- Location: McKean County
- Coordinates: 41°38′23″N 78°20′29″W﻿ / ﻿41.63972°N 78.34139°W
- Area: 11,604 acres (4,696 ha)
- Elevation: 2,300 feet (700 m)
- Max. elevation: 2,427 feet (740 m)
- Min. elevation: 1,600 feet (490 m)
- Owner: Pennsylvania Game Commission
- Website: https://www.pgc.pa.gov/HuntTrap/StateGameLands/Documents/SGL%20Maps/SGL__030.pdf

= Pennsylvania State Game Lands Number 30 =

Park in the United States

The Pennsylvania State Game Lands Number 30 are Pennsylvania State Game Lands in McKean County in Pennsylvania in the United States providing hunting, bird watching, and other activities.

==Geography==
State Game Lands Number 30 is located in Norwich Township in McKean County.
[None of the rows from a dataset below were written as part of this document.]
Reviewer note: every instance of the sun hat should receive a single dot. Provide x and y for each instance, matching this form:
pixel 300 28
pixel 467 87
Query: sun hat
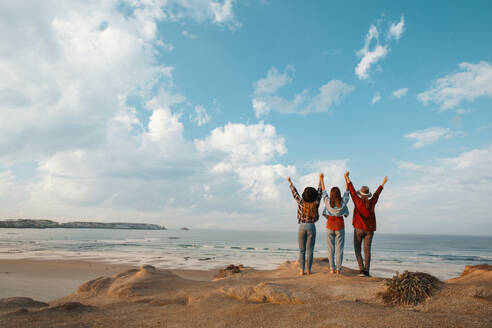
pixel 364 192
pixel 309 195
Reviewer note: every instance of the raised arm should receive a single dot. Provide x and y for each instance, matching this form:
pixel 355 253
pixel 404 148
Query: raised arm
pixel 322 181
pixel 375 197
pixel 347 178
pixel 321 186
pixel 293 189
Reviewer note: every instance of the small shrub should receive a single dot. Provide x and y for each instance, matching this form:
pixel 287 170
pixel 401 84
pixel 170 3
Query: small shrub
pixel 410 288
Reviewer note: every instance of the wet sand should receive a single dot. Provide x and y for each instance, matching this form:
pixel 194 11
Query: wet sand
pixel 106 295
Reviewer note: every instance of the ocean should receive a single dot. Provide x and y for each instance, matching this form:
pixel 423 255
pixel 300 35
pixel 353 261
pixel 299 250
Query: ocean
pixel 442 256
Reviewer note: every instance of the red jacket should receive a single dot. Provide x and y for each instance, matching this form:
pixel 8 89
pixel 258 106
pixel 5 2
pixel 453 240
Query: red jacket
pixel 364 218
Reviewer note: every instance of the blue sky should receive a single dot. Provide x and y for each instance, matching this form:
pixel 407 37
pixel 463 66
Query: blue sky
pixel 151 110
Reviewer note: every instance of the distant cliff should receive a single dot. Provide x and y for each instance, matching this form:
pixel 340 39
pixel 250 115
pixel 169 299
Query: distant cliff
pixel 44 224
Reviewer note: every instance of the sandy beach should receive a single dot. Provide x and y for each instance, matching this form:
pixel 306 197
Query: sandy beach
pixel 92 294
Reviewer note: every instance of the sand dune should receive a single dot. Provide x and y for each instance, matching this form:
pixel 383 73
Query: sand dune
pixel 148 297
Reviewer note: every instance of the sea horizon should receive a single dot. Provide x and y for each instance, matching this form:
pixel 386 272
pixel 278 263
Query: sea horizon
pixel 444 256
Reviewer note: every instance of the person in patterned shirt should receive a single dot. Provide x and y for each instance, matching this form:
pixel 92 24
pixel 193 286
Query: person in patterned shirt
pixel 307 215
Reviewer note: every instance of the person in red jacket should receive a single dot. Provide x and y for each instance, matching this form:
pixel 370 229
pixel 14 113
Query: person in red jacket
pixel 364 222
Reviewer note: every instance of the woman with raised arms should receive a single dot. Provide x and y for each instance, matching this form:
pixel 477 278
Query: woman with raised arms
pixel 334 211
pixel 364 222
pixel 307 215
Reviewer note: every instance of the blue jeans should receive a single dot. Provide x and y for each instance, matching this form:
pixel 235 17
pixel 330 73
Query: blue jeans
pixel 307 239
pixel 337 236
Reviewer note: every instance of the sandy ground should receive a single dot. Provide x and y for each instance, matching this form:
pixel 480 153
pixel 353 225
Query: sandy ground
pixel 146 297
pixel 47 280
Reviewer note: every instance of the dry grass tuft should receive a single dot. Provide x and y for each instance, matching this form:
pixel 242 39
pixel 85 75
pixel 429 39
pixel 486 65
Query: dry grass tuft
pixel 410 288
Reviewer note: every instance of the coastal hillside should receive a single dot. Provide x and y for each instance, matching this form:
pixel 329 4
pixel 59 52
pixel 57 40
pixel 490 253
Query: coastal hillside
pixel 244 297
pixel 45 224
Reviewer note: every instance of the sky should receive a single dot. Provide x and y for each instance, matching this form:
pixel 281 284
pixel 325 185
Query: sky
pixel 193 112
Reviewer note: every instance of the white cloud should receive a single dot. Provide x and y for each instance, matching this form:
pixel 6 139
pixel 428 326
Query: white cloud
pixel 251 144
pixel 188 34
pixel 461 111
pixel 248 149
pixel 428 136
pixel 474 81
pixel 376 98
pixel 400 93
pixel 371 55
pixel 272 81
pixel 200 116
pixel 396 29
pixel 265 99
pixel 68 73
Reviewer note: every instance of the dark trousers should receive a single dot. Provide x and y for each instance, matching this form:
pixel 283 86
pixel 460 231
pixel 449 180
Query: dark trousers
pixel 366 236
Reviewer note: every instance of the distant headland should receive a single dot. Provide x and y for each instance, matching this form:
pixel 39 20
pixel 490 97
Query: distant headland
pixel 45 224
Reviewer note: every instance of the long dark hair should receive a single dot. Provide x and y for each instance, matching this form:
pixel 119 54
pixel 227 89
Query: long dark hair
pixel 335 197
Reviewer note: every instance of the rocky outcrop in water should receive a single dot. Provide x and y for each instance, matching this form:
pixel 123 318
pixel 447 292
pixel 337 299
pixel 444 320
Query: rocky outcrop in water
pixel 44 224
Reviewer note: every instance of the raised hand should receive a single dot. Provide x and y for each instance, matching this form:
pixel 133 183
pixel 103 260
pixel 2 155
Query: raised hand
pixel 346 176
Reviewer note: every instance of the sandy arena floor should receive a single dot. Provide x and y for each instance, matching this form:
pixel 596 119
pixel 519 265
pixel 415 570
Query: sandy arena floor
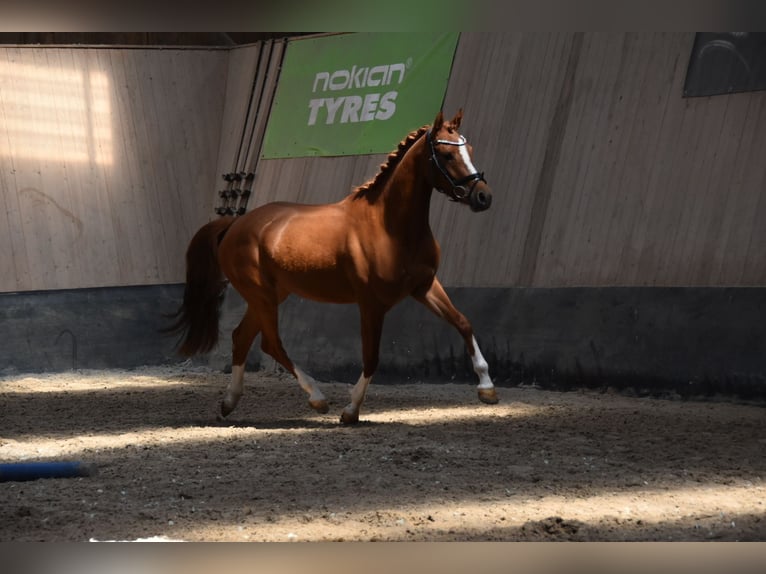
pixel 427 462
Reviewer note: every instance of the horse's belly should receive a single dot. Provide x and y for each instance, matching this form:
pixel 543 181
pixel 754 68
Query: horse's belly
pixel 325 287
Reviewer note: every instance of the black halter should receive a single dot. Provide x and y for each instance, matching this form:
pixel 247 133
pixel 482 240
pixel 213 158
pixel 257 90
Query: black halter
pixel 459 191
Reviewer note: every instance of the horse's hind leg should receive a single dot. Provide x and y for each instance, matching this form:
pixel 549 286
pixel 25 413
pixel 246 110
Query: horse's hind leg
pixel 372 327
pixel 271 343
pixel 241 340
pixel 437 300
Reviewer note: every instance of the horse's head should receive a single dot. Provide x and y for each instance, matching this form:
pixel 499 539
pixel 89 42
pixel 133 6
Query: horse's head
pixel 451 157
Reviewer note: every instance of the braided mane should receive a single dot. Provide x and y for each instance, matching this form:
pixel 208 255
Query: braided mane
pixel 387 168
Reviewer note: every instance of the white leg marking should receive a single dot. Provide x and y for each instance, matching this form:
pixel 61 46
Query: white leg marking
pixel 358 392
pixel 480 367
pixel 235 388
pixel 309 385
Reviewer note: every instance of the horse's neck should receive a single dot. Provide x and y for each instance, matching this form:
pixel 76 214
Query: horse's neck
pixel 406 197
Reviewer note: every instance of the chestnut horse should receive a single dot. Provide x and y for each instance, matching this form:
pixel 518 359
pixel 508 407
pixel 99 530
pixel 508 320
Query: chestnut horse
pixel 372 248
Nearby communities include the unincorporated communities Straight Creek in Elk County, and Betula, Gardeau and Norwich in McKean County.

Highways passing nearby SGL 30 include U.S. Route 6, Pennsylvania Routes 46, 146, 155 and 607.

The southeast portion of SGL 30 and a small southwest portion is drained by Hunting Shanty Run, North Creek, Oviatt Branch, Pepper Run, Twenty Seven Branch and Waldy Run, all leading to the Driftwood Branch Sinnemahoning Creek, to the Sinnemahoning Creek, to the West Branch Susquehanna River, all part of the Susquehanna River watershed. The remaining portions of SGL 30 are drained by East Branch Potato Creek, Hand Brook, Havens Run, Indian Run, Long Run, Lyman Run, Murdock Branch, Potato Creek, Railroad Run and Short Run, all part of the Allegheny River watershed.

Other nearby protected areas in Pennsylvania within 30 miles of SGL 30 include the Allegheny National Forest, Bendigo State Park, Bucktail State Park Natural Area, Cherry Springs State Park, Denton Hill State Park, Elk State Park, Kettle Creek State Park, Kinzua Bridge State Park, Lyman Run State Park and Sinnemahoning State Park, and Sproul State Forest, as well as Pennsylvania State Game Lands Numbers 14, 25, 44, 59, 61, 62, 204, 293, 301 and 311.

==Statistics==
SGL 30 was entered into the Geographic Names Information System on 2 August 1979 as identification number 1208051. Elevations range from 1600 ft to 2427 ft consisting of 11604 acres in a single parcel at .

==Biology==
Hunting and trapping species include bear (Ursus americanus), deer (Odocoileus virginianus), Ruffed grouse (Bonasa umbellus) and turkey (Meleagris vison).